- Born: May 1713 Derbyshire, England
- Died: 16 August 1762 Reading, Berkshire, England
- Resting place: Chapel-en-le-Frith
- Occupations: soldier, politician
- Known for: Member of parliament for Tallow (1761–62) Deputy Lieutenant of Derbyshire
- Spouse: Catherine Caldwell
- Children: William Bagshawe (1752–55) Samuel Bagshawe (1753–1804) John Bagshawe (1758–1801) Anne Bagshawe (1760–1811) Richard Bagshawe (1761–64) Rev. William Bagshawe (1763–1847)
- Parents: Samuel Bagshawe; Frances Hardwarr;
- Relatives: William Bagshaw (great-grandfather)

= Samuel Bagshawe =

English soldier and politician (1713–1762)

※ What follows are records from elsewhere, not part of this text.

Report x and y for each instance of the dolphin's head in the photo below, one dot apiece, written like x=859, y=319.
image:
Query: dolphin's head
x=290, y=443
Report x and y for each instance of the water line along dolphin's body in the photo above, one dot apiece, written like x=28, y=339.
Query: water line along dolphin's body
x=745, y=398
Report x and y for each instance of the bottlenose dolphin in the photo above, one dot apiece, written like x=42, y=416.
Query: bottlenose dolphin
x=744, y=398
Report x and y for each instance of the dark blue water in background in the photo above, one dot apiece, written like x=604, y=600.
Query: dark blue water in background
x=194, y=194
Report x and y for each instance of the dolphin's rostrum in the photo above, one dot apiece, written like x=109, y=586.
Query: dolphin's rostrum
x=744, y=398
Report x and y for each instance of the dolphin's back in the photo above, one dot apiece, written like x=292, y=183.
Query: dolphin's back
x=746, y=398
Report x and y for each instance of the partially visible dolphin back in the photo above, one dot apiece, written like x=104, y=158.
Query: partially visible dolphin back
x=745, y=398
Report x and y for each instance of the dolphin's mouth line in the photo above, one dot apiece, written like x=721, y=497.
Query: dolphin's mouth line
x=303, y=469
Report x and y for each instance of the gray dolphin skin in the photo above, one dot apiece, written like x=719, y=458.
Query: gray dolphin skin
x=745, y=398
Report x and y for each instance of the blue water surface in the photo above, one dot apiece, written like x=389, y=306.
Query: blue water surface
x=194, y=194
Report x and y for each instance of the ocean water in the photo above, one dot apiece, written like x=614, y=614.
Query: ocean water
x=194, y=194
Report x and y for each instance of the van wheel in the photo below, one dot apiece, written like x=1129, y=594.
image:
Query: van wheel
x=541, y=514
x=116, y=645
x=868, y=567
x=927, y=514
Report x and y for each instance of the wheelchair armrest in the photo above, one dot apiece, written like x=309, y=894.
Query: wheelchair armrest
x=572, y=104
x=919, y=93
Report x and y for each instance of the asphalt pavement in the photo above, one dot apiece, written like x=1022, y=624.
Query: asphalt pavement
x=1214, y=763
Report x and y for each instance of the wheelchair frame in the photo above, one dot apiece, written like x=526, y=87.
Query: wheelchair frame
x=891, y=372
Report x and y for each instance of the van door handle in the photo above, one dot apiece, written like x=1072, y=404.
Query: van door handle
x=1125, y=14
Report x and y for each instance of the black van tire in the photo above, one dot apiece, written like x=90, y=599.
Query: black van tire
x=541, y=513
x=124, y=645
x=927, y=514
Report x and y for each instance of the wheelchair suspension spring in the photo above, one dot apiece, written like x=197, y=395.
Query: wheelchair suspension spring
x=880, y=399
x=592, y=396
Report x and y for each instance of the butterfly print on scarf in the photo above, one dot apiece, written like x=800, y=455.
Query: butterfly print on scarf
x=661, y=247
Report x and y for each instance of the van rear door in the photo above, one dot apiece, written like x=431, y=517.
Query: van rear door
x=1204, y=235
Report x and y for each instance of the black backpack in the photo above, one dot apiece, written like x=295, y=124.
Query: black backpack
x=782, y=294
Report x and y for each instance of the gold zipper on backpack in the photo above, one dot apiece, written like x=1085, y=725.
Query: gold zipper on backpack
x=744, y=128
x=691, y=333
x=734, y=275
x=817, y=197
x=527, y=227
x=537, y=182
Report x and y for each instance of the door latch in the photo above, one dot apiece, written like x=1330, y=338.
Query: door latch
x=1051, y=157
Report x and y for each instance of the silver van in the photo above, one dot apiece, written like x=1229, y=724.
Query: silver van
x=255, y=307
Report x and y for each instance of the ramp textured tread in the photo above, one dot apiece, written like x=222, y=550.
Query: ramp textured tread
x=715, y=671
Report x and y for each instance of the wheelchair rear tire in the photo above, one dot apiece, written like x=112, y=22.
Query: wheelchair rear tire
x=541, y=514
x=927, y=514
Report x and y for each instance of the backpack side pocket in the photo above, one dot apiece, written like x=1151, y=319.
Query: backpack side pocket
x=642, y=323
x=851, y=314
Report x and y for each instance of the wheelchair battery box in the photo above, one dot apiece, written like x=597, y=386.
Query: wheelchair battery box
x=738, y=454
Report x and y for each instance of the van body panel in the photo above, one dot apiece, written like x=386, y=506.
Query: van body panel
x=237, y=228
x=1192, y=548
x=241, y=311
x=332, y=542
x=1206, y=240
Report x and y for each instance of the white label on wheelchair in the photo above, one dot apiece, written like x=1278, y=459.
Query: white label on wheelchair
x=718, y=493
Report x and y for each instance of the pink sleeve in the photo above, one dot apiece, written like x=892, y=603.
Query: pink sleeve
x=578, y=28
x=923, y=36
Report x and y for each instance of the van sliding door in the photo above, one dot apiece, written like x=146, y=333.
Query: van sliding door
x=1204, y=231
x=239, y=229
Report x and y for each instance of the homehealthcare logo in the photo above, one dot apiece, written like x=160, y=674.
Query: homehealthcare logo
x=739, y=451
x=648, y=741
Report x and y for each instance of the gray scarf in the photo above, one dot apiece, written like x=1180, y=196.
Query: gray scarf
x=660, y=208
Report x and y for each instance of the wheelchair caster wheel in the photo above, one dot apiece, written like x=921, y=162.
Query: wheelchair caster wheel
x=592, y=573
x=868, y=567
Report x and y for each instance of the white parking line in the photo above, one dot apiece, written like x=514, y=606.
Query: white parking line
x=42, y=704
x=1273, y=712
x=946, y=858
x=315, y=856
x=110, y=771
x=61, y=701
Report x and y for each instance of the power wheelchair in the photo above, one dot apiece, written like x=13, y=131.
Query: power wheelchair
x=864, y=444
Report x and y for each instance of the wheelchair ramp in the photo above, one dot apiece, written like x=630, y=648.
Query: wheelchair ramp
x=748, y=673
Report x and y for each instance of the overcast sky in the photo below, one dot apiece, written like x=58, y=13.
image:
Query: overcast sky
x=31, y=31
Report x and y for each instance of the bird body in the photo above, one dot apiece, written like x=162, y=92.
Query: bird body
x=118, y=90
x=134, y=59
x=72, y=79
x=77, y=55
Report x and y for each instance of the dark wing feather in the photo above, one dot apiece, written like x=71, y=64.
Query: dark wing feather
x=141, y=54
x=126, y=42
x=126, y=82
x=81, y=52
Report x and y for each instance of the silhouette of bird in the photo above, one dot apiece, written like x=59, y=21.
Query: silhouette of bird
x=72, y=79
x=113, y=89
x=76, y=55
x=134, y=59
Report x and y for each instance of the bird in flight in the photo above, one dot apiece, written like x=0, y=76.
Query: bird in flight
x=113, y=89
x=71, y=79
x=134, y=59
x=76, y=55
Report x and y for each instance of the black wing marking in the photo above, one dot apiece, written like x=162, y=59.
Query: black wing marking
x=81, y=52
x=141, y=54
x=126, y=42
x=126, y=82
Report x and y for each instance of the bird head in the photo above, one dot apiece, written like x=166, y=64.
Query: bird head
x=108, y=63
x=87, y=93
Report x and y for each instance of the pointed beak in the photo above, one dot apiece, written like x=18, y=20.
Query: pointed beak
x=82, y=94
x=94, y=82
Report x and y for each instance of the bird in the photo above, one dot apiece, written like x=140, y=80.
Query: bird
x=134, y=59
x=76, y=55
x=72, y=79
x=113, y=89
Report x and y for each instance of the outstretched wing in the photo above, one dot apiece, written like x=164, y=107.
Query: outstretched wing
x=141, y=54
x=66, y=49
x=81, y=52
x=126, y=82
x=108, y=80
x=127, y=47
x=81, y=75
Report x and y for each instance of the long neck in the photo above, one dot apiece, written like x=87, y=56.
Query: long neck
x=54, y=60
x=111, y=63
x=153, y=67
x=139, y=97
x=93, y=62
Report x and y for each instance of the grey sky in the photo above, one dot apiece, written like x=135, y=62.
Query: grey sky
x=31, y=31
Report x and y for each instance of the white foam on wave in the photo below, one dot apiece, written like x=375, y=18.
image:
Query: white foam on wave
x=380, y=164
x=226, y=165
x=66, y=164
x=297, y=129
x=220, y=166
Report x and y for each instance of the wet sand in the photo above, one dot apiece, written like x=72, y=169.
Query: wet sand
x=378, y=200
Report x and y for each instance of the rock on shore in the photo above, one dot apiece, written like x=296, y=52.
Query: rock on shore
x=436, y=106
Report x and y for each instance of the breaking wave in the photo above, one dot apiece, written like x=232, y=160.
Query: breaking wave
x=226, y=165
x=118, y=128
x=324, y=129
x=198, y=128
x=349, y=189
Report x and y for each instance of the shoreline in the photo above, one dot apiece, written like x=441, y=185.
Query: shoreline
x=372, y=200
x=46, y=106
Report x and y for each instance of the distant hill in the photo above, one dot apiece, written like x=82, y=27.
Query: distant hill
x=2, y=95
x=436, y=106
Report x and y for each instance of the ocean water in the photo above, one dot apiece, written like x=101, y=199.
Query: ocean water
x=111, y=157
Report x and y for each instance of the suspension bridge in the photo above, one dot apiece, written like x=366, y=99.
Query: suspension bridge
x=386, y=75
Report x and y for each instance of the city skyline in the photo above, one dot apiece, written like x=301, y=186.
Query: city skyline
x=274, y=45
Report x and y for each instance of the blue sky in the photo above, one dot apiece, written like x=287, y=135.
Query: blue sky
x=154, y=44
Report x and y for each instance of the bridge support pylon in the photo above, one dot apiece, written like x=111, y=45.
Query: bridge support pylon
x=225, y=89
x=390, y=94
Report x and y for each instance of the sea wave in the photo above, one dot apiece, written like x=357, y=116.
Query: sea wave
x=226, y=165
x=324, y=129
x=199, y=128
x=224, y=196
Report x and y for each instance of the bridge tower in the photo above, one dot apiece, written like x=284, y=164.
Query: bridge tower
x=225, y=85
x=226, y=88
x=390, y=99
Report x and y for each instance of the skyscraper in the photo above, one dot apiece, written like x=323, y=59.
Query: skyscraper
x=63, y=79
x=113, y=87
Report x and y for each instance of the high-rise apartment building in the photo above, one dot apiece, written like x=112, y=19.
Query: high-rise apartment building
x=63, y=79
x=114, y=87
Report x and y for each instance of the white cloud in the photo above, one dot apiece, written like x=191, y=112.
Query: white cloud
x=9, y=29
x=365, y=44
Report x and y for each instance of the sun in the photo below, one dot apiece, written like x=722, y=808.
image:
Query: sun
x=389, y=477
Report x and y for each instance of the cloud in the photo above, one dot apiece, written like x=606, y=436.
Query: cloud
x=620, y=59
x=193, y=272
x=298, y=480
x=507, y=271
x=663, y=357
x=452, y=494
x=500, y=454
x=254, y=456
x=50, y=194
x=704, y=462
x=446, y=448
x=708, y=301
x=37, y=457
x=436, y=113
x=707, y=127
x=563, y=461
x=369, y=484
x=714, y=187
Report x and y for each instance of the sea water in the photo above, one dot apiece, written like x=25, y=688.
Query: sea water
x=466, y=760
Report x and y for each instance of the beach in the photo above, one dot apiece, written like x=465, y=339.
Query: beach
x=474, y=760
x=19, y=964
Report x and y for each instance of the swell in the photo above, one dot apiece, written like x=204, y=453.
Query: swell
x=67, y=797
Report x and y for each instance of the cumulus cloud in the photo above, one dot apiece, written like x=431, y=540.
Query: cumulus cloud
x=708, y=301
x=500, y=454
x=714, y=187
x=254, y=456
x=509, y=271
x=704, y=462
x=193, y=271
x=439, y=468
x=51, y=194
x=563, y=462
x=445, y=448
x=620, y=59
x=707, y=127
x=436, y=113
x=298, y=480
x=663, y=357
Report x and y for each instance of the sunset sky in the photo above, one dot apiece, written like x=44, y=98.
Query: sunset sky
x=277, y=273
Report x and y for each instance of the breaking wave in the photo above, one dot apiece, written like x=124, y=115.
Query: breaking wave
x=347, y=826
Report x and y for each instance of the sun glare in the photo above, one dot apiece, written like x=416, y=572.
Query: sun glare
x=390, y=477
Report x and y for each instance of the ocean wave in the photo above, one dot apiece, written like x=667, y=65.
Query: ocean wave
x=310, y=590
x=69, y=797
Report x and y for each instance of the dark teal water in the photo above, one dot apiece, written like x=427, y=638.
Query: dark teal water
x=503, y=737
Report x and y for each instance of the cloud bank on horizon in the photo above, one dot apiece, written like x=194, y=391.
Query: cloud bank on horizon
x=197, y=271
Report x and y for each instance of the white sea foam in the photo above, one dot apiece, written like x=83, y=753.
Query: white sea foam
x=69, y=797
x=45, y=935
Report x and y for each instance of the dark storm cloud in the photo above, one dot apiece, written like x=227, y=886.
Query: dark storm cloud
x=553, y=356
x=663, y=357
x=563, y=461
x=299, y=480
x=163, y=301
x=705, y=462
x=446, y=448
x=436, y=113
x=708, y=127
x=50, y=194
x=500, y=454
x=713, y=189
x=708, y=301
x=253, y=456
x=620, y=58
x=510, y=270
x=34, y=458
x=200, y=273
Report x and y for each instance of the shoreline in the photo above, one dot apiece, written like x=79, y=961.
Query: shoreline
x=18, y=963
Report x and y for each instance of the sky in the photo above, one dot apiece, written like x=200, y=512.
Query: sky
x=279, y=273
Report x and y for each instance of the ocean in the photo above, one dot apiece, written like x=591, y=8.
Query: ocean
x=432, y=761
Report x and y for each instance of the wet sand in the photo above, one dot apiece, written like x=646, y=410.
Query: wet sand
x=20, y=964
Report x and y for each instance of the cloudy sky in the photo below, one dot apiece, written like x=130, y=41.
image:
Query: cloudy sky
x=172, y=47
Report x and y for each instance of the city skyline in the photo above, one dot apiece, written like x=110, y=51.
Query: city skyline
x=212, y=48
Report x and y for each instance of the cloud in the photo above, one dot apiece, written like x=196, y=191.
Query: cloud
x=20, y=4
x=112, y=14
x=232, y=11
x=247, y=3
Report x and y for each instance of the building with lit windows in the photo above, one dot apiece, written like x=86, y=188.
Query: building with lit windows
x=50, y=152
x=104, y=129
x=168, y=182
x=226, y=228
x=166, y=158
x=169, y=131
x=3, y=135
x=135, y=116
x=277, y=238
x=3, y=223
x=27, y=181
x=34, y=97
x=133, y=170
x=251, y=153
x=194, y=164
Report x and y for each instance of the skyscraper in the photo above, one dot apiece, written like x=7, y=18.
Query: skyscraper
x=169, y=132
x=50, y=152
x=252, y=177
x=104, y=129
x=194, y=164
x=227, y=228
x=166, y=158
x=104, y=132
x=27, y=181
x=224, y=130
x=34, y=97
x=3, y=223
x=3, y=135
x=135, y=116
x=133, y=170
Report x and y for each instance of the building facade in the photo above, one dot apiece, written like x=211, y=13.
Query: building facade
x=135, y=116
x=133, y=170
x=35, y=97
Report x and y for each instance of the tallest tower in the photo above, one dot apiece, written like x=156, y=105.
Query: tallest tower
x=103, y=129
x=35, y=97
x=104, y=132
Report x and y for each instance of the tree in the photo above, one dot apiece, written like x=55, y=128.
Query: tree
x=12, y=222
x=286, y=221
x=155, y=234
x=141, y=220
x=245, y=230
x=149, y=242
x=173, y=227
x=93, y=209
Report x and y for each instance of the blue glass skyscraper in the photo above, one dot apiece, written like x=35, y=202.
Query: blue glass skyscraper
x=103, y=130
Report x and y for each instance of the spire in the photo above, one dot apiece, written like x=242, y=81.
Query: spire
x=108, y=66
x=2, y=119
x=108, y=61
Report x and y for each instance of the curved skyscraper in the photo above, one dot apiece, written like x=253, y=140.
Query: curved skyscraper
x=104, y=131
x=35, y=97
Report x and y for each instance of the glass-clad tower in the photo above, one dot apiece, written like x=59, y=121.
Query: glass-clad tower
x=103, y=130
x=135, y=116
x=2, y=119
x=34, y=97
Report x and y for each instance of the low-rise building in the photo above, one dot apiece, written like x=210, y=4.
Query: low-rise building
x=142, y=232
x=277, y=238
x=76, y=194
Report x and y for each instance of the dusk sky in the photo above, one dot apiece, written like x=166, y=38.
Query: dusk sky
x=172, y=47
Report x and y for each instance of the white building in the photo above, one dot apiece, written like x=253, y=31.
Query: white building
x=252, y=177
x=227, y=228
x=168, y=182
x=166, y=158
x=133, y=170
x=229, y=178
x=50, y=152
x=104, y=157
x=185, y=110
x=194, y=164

Samuel Bagshawe (1713 – 16 August 1762) was an English soldier and politician, originally from Chapel-en-le-Frith in Derbyshire, England. He served in Gibraltar, Ireland, and India.

== Early life ==
Bagshawe was the son of Samuel Bagshawe and Frances Hardwar(r), daughter of John Hardwar of Bromborough Court. The prominent Derbyshire Bagshawe family originated in the hamlet of Bagshaw, with their family seat being nearby Wormhill Hall in Chapel-en-le-Frith. The family later built Ford Hall, and also inherited a number of country halls including The Oakes at Norton, and Goosehill Hall at Castleton. Samuel's great-grandfather was nonconformist minister William Bagshaw.

Bagshawe was orphaned in 1719 when his mother died, his father having died during her pregnancy. He was raised by his uncle William Bagshawe at Ford Hall, and was educated at Knutsford and later Wakefield.

== Military ==
In 1731, he left his school in Wakefield to join the Regiment of Foot in Gibraltar. He appealed to his relatives to obtain his discharge in 1738, at which stage he was a Quartermaster Sergeant. He returned to military service in 1740, joining a regiment in Ireland as an officer; by 1760 he had achieved the rank of Colonel, and was pending promotion to Major-General by the time of his death.

In 1746 he was wounded at the Raid on Lorient, losing a leg, and was second in command of British Forces in India, where he suffered vision problems.

On 25 March 1751, he married Catherine Caldwell, daughter of Sir John Caldwell of Castle Caldwell.

In 1760, France threatened an invasion of Ireland. The Government accepted Bagshawe's request to raise a regiment at his expense (93rd Regiment of Foot). He later served as an MP for Tallow in 1761–62, and as Justice of the Peace and Deputy Lieutenant for Derbyshire. Bagshawe's

== Death ==
Bagshawe died at Reading on 16 August 1762; his body was later removed to his native Chapel-en-le-Frith.